Fruitful discussion on the discord yielded some pretty incredible equations (courtesy of Jan) using fi:

145 = 5 x 29

112 = 4 x 28

fi(c) = (a − 1)(b − 1)

fi(c) = ab − a − b + 1

fi(c) = c − a − b + 1

a+b = c - fi(c) + 1

we know:

(a+b)/2 - d = n

a+b = 2(d+n)

Therefore, we can define d+n in terms of c and fi(c) as follows:

d+n = (c - fi(c) + 1) / 2

c145

(1,5,4) = {1:5:12:7:5:29} = 145; (d+n)=17

fi(145) = 112

d+n = (145 - 112 + 1) / 2 = 17

c6107

(23,36,24) = {23:36:78:47:31:197} = 6107; (d+n)=114

fi(6107) = 5880

d+n = (6107 - 5880 + 1) / 2 = 114

>>8251

Also found an alternate way to calculate n using fi using the (e,1) a[t] value from the na record.

n = a[t] - (fi(c)/2)

c6107

(e,1) na: {23:1:3053:77:2976:3132}

solution: {23:36:78:47:31:197}

fi(6107) = 5880

n = 2976 - (5880/2) = 2976 - 2940 = 36

c901

(e,1) na: {1:1:450:29:421:481}

solution: {1:5:30:13:17:53}

fi(901) = 832

n = 421 - (832/2) = 5

c34117

(e,1) na: {261:1:17058:183:16875:17243}

solution: {261:27:184:75:109:313}

fi(34117) = 33696

n = 16875 - (33696/2) = 27

>>8252

Pic attached is a revised columnkeys test incorporating the fi(c) calculation for odd c values between 6000 and 6500.
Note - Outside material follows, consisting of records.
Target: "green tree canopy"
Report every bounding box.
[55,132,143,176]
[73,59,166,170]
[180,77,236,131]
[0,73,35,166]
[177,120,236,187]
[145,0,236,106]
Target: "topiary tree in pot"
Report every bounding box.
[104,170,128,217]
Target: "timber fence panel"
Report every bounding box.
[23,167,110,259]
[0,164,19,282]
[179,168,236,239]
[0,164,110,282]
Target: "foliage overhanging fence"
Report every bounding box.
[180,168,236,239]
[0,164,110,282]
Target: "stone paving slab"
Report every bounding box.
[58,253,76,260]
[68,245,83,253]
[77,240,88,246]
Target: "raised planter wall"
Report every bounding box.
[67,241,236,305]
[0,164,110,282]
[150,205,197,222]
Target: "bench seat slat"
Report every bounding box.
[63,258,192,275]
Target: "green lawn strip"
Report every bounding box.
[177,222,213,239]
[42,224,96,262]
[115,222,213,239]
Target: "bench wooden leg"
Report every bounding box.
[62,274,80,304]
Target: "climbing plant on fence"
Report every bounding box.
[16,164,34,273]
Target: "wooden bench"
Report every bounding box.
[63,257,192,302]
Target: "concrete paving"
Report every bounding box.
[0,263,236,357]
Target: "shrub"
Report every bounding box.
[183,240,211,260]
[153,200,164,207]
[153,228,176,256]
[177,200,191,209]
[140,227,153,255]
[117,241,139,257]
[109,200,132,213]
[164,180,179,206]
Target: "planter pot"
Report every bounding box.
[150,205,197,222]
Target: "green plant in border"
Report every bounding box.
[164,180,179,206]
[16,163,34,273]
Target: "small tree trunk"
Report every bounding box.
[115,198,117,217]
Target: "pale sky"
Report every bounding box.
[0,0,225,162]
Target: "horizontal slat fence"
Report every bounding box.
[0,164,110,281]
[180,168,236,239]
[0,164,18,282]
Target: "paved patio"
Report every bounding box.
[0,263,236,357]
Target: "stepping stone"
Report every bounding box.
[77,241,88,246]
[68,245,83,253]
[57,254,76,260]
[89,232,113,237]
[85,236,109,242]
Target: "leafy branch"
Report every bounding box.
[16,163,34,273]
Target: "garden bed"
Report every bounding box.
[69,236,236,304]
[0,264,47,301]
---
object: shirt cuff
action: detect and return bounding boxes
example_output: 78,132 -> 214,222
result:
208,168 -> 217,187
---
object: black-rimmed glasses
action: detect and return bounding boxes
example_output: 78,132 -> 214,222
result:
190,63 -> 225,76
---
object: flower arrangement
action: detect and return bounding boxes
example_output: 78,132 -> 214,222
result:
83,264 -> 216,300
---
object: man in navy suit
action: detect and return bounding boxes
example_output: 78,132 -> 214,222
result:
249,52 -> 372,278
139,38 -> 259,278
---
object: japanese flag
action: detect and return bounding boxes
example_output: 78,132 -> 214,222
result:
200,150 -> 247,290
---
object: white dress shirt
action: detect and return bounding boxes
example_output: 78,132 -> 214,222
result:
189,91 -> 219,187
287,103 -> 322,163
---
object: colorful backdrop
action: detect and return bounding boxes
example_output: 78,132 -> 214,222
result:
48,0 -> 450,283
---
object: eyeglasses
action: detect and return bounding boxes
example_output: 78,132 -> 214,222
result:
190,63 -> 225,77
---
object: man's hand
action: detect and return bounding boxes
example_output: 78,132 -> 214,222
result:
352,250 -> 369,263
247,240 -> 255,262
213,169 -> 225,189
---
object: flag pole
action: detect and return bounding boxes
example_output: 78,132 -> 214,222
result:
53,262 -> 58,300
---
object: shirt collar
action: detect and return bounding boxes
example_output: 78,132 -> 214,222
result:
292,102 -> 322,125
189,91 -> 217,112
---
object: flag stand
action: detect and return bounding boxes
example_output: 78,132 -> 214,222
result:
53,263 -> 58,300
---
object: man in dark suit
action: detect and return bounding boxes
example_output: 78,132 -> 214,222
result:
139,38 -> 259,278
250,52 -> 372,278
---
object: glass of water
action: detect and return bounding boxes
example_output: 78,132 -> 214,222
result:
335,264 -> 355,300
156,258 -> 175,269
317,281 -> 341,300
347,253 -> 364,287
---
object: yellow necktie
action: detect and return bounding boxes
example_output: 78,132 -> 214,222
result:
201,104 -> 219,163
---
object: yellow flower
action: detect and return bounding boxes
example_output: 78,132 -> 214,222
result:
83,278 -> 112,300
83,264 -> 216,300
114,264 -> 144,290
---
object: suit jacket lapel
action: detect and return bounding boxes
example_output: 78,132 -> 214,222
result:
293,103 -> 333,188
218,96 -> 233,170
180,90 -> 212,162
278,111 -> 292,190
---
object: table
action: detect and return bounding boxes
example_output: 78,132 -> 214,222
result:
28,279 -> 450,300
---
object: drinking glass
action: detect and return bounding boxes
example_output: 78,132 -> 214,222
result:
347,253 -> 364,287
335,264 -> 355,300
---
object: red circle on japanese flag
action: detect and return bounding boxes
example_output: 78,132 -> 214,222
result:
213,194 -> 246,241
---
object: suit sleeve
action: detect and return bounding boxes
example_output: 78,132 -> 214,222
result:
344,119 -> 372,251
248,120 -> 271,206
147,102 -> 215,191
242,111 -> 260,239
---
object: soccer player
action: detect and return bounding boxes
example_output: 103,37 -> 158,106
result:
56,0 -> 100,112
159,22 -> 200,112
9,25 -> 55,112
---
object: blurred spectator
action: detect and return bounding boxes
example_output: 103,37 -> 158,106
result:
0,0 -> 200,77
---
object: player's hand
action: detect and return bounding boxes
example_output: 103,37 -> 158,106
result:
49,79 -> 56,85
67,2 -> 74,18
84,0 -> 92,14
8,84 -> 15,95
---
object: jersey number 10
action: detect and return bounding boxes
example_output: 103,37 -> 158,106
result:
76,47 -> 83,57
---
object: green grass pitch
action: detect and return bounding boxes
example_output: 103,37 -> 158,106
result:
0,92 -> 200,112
The formula posted previously, and shown in the last column, can be simplified to:

n = N - fi(c)/2

where N is from an entry c record, and n is in the prime solution record.

Reviewing the data, this n formula works where c is the product of 2 primes for both odd and even parities of n. See odd n c6019, c6023, c6031 and even n c6001, c6005, c6103, c6107 as examples.

When c is a prime number, the formula returns -(d-1) or -x (same value for an odd entry record). See c6007, c6011, c6029, etc.

Not quite sure what the return value means for c with many factors, but perhaps this is where the algorithm comes into play.

Based on this, it appears that a direct calculation is possible for the product of 2 primes - depending, of course, on a grid solution to the fi value for any c.